The researchers liken their results to the functioning of computing technology already implemented today. This newly observed dendritic functionality acts like parallel computing units meaning that a neuron is able to process different aspects of the input in parallel, like supercomputers. Each of the parallel computing units can independently learn to adjust its output, much like the nodes in deep learning networks used in artificial intelligence (AI) models today. Comparable to cloud computing, a neuron dynamically breaks up into the number of separate computing units demanded by the workload of the input.
"In the Blue Brain Project, this mathematical approach helps to ascertain functionally relevant clusters of neuronal input which are inputs that feed into the same parallel processing unit. This then enables us to determine the level of complexity at which to model cortical networks as we digitally reconstruct and simulate the brain," explains Marc-Oliver Gewaltig, Section Manager in Blue Brain’s Simulation Neuroscience Division.
Parallel computing units of neurons can independently learn to adjust their output
Additionally, the research reveals how these parallel processing units influence learning, i.e. the change in connection strength between different neurons.
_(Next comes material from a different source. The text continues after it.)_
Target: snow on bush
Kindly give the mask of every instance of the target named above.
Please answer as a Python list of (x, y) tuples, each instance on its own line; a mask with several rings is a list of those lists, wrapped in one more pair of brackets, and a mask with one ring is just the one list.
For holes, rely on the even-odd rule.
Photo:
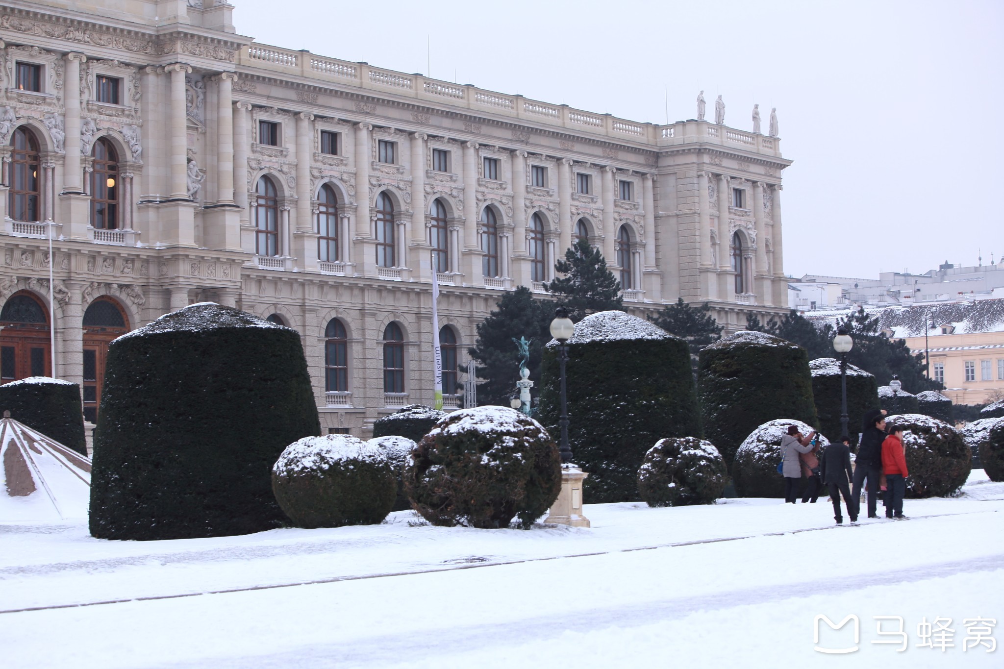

The way a neuron learns depends on the number and location of parallel processors, which in turn depend on the signals arriving from other neurons. For instance, certain synapses that do not learn independently when the neuron’s input level is low, start to learn independently when the input levels are higher.
To date traditional learning algorithms (such as those currently used in A.I. applications) assume that neurons are static units that merely integrate and re-scale incoming signals. By contrast, the results show that the number and size of the independent subunits can be controlled by balanced input or shunting inhibition. The researchers propose that this temporary control of the compartmentalization constitutes a powerful mechanism for the branch-specific learning of input features.
"The method finds that in many brain states, neurons have far fewer parallel processors than expected from dendritic branch patterns. Thus, many synapses appear to be in "grey zones" where they do not belong to any processing unit," explains lead scientist and first author Willem Wybo. "However, in the brain, neurons receive varying levels of background input and our results show that the number of parallel processors varies with the level of background input, indicating that the same neuron might have different computational roles in different brain states."
"We are particularly excited about this observation since it sheds a new light on the role of up/down states in the brain and it also provides a reason as to why cortical inhibition is so location-specific. With the new insights, we can start looking for algorithms that exploit the rapid changes in pairing between processing units, offering us more insight into the fundamental question of how the brain computes," concludes Gewaltig.